Yet Khrushchev did not, in the end, publish any such documents in the course of his struggle against the Stalinists who opposed his reforms. Perhaps he was not really powerful enough to do so—or perhaps such documents would have revealed his own role in Stalinist repressions as well. Instead, Khrushchev deployed a new tactic: he widened the public discussion of Stalinism even further, broadening it beyond internal Party debates—spreading it to the literary world. Although Khrushchev probably was not much interested in Soviet poets and novelists for their own sake, he had seen, by the early 1960s, that they could play a role in his bid for power. Slowly, vanished names began to reappear in official publications, without explanation of why they had gone and why they were being allowed back. Characters hitherto unacceptable in Soviet fiction—greedy bureaucrats, returning camp inmates—began to appear in published novels.60
Khrushchev saw that such publications could conduct his propaganda for him: literary writers could discredit his enemies by tarring them with the crimes of the past. That, at any rate, appears to have been the reasoning behind his decision to allow the publication of Alexander Solzhenitsyn’s One Day in the Life of Ivan Denisovich, the most famous of all Gulag novels.
For his literary significance, as well as for the role he played in publicizing the existence of the Gulag in the West, Alexander Solzhenitsyn would certainly deserve special mention in any history of the Soviet camp system. But his brief career as a famous, widely published, “official” Soviet author is also worth telling because it marks an important moment of transition. When Ivan Denisovich first appeared in print, in 1962, the Thaw was at its height, political prisoners were few, and the Gulag seemed a thing of the past. By the summer of 1965, when a Party journal described Ivan Denisovich as “an undoubtedly controversial work, both ideologically and artistically,” Khrushchev had been ousted, the backlash had begun, and the number of political prisoners was rising with ominous speed. By 1974, when The Gulag Archipelago—Solzhenitsyn’s massive, three-volume history of the camp system—had appeared in English, Solzhenitsyn had been expelled from the country, and his books could only be published abroad. The institution of the Soviet prison camp had been firmly reestablished, and the dissident movement was in full swing.61
Solzhenitsyn’s prison career had begun in a manner typical for zeks of his generation. After entering officers’ training school in 1941, he fought across the western front throughout the autumn and winter of 1943, penned some poorly disguised criticism of Stalin in a letter to a friend in 1945—and was arrested soon after. Hitherto a more or less true communist believer, the young officer was stunned by the brutality and crudity with which he was treated. Later, he would be even more shocked by the harsh treatment meted out to Red Army soldiers who had fallen into Nazi captivity. These, he felt, were men who should have returned home as heroes.
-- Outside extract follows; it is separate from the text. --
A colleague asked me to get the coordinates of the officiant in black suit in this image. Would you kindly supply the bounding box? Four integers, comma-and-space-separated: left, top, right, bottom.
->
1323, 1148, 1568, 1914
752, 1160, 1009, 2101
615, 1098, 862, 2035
His subsequent camp career was perhaps slightly less than typical, only because—thanks to some undergraduate math and physics—he served some of his time in a sharashka, an experience he later recorded in his novel The First Circle. Other than that, it is fair to say that he served in a series of unremarkable lagpunkts, including one in Moscow, and one in a special camp complex in Karaganda. He was also an unremarkable prisoner. He flirted with the authorities, served as an informer before seeing the light, and wound up working as a bricklayer. Bricklaying was the career he later gave to Ivan Denisovich, the zek “Everyman” who was the hero of his first novel. After his release, he went to teach at a school in Ryazan, and began to write about his experiences. That too was not unusual: the many hundreds of Gulag memoirs that have been published since the 1980s are ample testimony to the eloquence and talent of Soviet ex-prisoners, many of whom wrote in secret for years. What made Solzhenitsyn truly unique, in the end, was the simple fact that his work appeared in print, in the Soviet Union, while Khrushchev was still in power.